Commentary: Why jobs in special economic zones won't solve the problems facing the world's refugees

Author: Heaven Crawley, The Conversation (UK)

...two Oxford professors, Alexander Betts and Paul Collier, are calling on politicians to harness "the remarkable opportunities of globalisation" to reorient the refugee system away from humanitarian assistance and towards development...One of the "big ideas"... is that global capitalism can ride to the rescue of the refugee system through the creation of jobs for refugees within special economic zones (SEZs) in countries such as Jordan...the increased interest shown by the EU and international organisations such as the World Bank is certainly new and clearly reflects more recent political and economic developments – particularly in the EU and Jordan...
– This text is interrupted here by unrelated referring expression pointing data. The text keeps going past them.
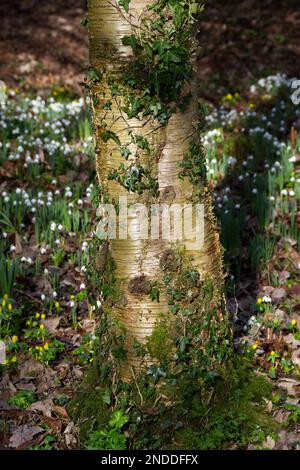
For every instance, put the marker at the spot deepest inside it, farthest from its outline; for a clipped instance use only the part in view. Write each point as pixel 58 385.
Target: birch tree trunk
pixel 148 149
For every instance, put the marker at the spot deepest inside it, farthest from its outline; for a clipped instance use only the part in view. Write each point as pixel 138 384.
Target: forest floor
pixel 49 304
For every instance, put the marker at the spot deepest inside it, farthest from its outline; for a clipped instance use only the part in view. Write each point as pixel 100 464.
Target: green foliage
pixel 9 269
pixel 23 399
pixel 111 438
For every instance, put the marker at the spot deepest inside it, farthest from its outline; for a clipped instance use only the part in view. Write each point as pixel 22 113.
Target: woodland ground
pixel 47 185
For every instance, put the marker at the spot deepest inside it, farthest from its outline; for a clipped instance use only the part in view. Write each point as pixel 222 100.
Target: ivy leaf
pixel 142 142
pixel 125 152
pixel 125 4
pixel 118 419
pixel 84 22
pixel 109 135
pixel 132 42
pixel 94 75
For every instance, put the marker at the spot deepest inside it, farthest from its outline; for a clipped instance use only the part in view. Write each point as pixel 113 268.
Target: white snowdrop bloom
pixel 232 160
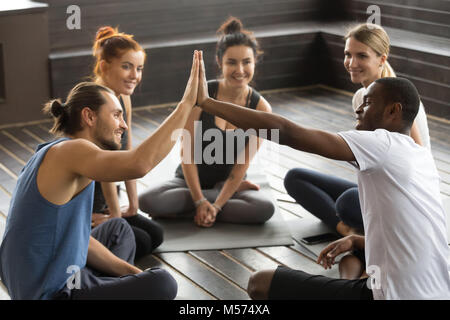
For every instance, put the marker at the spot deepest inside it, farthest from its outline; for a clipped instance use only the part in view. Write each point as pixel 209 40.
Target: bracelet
pixel 199 202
Evidence from SEZs in Asia shows how labour rights have been compromised, resulting in extremely low wages, forced overtime and different forms of abuse. So much so that in India they have been dubbed "special exploitation zones"...the Jordan Compact has so far benefited a small proportion of refugees despite huge political and financial effort.The reasons are complex...they reflect a failure on the part of governments and international organisations to engage with the complex realities of the Jordanian labour market – which is already highly dependent on migrant labour – and the needs and aspirations of refugees themselves. Within SEZs, the jobs on offer are typically low- or semi-skilled with long and repetitive hours. Those who have tried to hire Syrians in larger numbers, for example within the garment industry, have found that the take-up has been poor. Whereas other migrant workers are typically single, many Syrians struggle with childcare responsibilities and poor transport links from the places they are living to SEZs.

SEZs are a tool for creating livelihood opportunities for some refugees in some contexts. But addressing the profoundly political problems that underpin the drivers of forced migration and have come to mark the international community's response to it will require.. the kind of alliances and allegiances that challenge and confront some of the profound inequalities with which global capitalism has come to be associated.